Can I use a different type of cheese for the filling?

Absolutely! While cheddar cheese is commonly used in traditional pierogi, you can experiment with other types of cheese. Cream cheese, ricotta, or even blue cheese can add a different flavor profile to your pierogi. Just remember to consider the moisture content of the cheese, as it can affect the texture of the filling.

How can I prevent my pierogi from opening while cooking?

To prevent your pierogi from opening while cooking, make sure to seal the edges properly. You can do this by pinching the edges together firmly. Some people also like to use a fork to crimp the edges, which not only ensures a good seal but also gives the pierogi a decorative edge.

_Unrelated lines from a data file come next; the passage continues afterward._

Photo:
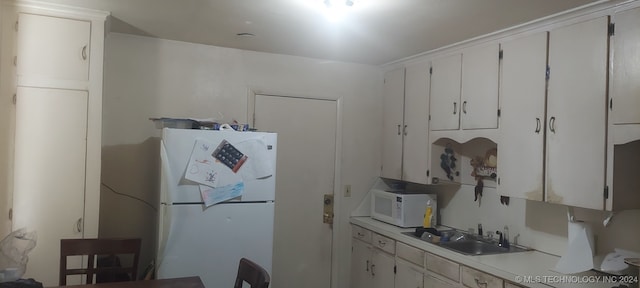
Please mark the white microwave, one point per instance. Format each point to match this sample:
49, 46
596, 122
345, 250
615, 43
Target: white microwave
404, 210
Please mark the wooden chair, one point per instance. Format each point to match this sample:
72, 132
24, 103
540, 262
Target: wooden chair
107, 251
253, 274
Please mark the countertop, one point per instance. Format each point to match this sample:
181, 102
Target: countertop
529, 268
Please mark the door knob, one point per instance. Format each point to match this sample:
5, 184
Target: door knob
327, 216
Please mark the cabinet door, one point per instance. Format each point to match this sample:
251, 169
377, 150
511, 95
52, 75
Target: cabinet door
53, 48
480, 66
625, 87
521, 143
382, 269
50, 149
576, 114
416, 119
392, 124
408, 276
444, 104
360, 264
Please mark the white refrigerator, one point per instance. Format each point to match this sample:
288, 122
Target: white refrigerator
208, 241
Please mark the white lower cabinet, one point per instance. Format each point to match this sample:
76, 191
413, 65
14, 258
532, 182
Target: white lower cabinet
360, 264
382, 269
408, 275
474, 278
372, 260
380, 261
431, 281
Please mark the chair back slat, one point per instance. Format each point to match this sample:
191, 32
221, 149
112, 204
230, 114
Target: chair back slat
252, 273
92, 248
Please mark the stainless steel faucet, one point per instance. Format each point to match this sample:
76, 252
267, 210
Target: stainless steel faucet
504, 237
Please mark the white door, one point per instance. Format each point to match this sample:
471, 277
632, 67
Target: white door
576, 114
50, 151
306, 168
444, 104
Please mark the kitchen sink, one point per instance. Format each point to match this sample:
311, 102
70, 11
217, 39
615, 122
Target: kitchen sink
469, 245
477, 247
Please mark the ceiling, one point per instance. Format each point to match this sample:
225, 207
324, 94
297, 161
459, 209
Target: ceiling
370, 32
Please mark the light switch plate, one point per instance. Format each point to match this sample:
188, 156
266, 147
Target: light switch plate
347, 190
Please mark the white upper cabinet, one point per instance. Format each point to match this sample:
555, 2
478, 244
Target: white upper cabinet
50, 172
392, 124
522, 102
464, 92
625, 72
480, 67
416, 120
405, 143
52, 48
576, 114
445, 93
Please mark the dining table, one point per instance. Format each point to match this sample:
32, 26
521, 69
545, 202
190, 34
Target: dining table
183, 282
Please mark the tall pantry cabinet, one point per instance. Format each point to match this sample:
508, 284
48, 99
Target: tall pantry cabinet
52, 69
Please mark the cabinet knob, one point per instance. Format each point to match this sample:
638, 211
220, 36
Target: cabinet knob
79, 225
481, 284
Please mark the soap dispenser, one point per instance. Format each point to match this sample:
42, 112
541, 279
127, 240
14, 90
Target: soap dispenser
505, 237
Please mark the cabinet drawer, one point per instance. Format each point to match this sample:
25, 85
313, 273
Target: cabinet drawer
432, 281
411, 254
476, 279
384, 243
361, 233
444, 267
511, 285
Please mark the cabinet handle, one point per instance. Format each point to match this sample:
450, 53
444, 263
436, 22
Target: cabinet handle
79, 225
84, 52
480, 284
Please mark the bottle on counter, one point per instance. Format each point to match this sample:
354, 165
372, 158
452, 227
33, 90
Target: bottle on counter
428, 216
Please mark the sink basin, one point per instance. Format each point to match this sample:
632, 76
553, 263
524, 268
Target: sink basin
470, 246
476, 247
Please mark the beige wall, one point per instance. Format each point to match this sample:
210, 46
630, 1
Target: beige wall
146, 77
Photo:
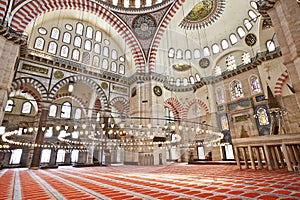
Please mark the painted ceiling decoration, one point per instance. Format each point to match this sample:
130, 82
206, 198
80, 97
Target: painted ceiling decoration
203, 14
181, 67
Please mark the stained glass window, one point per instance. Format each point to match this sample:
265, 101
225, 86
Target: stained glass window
39, 43
254, 84
236, 89
230, 63
52, 47
64, 51
171, 53
246, 58
220, 95
262, 116
67, 38
66, 110
52, 110
55, 33
9, 105
26, 108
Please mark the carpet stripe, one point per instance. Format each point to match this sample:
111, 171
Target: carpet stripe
140, 186
110, 186
77, 186
3, 172
53, 191
17, 186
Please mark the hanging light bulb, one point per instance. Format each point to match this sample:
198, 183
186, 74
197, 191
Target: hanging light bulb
70, 87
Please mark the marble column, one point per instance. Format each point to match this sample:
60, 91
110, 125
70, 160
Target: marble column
39, 139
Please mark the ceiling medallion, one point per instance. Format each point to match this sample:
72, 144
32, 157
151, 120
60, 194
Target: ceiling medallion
144, 26
203, 14
204, 62
181, 67
250, 39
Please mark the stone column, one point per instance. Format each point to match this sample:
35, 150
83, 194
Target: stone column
36, 159
9, 52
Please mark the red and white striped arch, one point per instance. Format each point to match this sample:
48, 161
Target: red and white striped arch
22, 16
195, 101
152, 56
279, 83
175, 106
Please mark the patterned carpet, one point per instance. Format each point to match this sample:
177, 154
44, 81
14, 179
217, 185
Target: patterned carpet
174, 181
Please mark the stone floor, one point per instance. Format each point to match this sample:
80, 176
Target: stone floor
173, 181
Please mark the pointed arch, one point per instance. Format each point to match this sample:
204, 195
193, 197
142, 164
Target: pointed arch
175, 106
40, 93
88, 81
193, 101
23, 14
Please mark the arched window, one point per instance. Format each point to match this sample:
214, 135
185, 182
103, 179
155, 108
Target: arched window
224, 44
39, 43
96, 61
114, 54
122, 69
52, 47
66, 109
60, 157
270, 45
262, 116
9, 105
217, 71
236, 90
113, 66
171, 53
88, 45
192, 80
206, 51
185, 81
246, 58
220, 95
233, 38
52, 111
97, 48
241, 32
26, 108
49, 132
215, 48
247, 24
67, 38
79, 29
230, 63
197, 54
198, 78
98, 37
75, 54
45, 155
188, 54
55, 33
252, 15
106, 51
89, 32
104, 64
254, 84
77, 41
178, 82
253, 5
74, 155
86, 58
64, 51
179, 54
77, 113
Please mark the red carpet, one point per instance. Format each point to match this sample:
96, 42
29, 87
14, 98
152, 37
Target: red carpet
175, 181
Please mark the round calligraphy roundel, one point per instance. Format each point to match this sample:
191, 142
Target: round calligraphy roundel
144, 26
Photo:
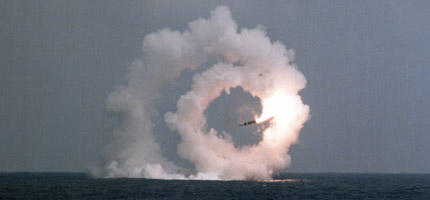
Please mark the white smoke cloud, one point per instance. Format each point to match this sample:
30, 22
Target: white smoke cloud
264, 70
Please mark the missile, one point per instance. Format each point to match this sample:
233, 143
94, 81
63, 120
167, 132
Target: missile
248, 123
254, 122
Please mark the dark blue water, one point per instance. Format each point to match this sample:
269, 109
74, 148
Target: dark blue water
286, 186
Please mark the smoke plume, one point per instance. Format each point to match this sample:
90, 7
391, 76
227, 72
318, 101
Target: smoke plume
244, 58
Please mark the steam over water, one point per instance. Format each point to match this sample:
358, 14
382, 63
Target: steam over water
245, 58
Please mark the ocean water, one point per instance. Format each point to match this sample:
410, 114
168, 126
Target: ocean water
285, 186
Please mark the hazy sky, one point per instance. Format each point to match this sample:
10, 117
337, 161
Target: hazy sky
366, 62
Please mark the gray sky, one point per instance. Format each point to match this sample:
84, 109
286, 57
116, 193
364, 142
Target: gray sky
366, 62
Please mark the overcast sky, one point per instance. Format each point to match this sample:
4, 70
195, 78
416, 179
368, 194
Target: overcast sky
366, 62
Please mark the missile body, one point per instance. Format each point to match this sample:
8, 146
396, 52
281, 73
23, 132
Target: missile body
248, 123
254, 122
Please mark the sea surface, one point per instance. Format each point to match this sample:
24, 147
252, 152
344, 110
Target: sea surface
285, 186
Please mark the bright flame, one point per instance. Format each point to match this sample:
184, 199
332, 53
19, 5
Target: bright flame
279, 107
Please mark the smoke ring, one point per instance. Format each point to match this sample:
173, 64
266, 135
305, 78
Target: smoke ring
246, 58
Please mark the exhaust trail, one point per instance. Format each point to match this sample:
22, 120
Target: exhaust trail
242, 55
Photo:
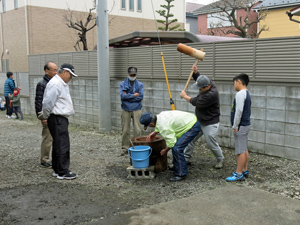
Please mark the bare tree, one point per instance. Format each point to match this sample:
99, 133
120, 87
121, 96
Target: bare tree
166, 13
82, 26
225, 13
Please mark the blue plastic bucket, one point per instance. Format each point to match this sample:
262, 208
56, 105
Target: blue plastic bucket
140, 156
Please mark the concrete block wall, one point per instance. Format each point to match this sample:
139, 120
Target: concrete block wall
275, 120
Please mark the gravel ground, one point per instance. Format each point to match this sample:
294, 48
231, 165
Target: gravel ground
30, 195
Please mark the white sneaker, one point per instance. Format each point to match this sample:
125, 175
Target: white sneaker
54, 174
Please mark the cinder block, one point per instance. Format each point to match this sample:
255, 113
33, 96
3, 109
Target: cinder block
146, 173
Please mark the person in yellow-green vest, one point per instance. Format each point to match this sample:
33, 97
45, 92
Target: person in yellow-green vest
178, 128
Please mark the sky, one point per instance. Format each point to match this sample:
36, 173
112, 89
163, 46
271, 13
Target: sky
204, 2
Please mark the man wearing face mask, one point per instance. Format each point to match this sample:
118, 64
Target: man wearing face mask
132, 94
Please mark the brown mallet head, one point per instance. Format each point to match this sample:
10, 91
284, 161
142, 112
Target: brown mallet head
191, 51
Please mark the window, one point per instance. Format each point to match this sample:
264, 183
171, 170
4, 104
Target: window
16, 4
3, 6
139, 5
123, 4
131, 5
7, 65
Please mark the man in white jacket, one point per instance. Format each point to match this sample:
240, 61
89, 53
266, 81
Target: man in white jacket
57, 107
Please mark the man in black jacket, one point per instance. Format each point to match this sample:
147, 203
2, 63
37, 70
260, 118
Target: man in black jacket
208, 114
50, 69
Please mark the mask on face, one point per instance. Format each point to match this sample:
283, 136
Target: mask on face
131, 78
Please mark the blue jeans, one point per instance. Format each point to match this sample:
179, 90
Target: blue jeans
179, 162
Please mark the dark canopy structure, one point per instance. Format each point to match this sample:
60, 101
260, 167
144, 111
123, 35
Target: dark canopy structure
148, 38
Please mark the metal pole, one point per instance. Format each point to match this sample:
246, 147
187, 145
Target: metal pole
103, 66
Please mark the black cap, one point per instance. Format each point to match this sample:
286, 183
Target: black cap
146, 119
132, 70
70, 68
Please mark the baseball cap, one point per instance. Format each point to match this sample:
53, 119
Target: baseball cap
132, 70
146, 119
70, 68
202, 81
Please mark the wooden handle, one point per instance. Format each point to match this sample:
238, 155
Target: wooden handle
188, 81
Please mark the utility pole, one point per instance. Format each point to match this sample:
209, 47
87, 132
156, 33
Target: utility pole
103, 66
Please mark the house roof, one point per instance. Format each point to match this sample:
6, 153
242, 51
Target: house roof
147, 38
273, 4
296, 11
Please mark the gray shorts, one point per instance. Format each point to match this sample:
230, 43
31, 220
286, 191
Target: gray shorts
241, 139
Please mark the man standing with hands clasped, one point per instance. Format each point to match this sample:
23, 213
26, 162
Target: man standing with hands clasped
50, 69
208, 114
57, 107
132, 94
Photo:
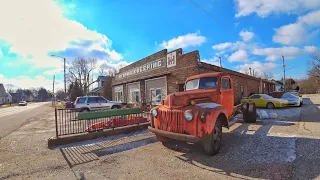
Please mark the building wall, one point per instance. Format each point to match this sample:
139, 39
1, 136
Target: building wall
250, 84
186, 65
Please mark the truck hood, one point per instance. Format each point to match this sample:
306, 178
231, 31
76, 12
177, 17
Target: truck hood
182, 99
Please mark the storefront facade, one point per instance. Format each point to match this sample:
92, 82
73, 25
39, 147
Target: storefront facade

Can I bake pierogi instead of boiling and pan-frying them?

While boiling and then pan-frying is the traditional method of cooking pierogi, they can also be baked. To bake pierogi, preheat your oven to 375°F (190°C), place the pierogi on a baking sheet, and bake for 20-25 minutes or until golden brown. Baking results in a slightly different texture, with a crispier exterior.

What other sauces can I serve with pierogi?

While sour cream is a traditional accompaniment to pierogi, there are other sauces that pair well with these dumplings. A brown butter sauce, a creamy mushroom sauce, or even a tomato-based sauce can add a different dimension of flavor. For sweet pierogi, consider serving them with a dollop of whipped cream or a drizzle of honey.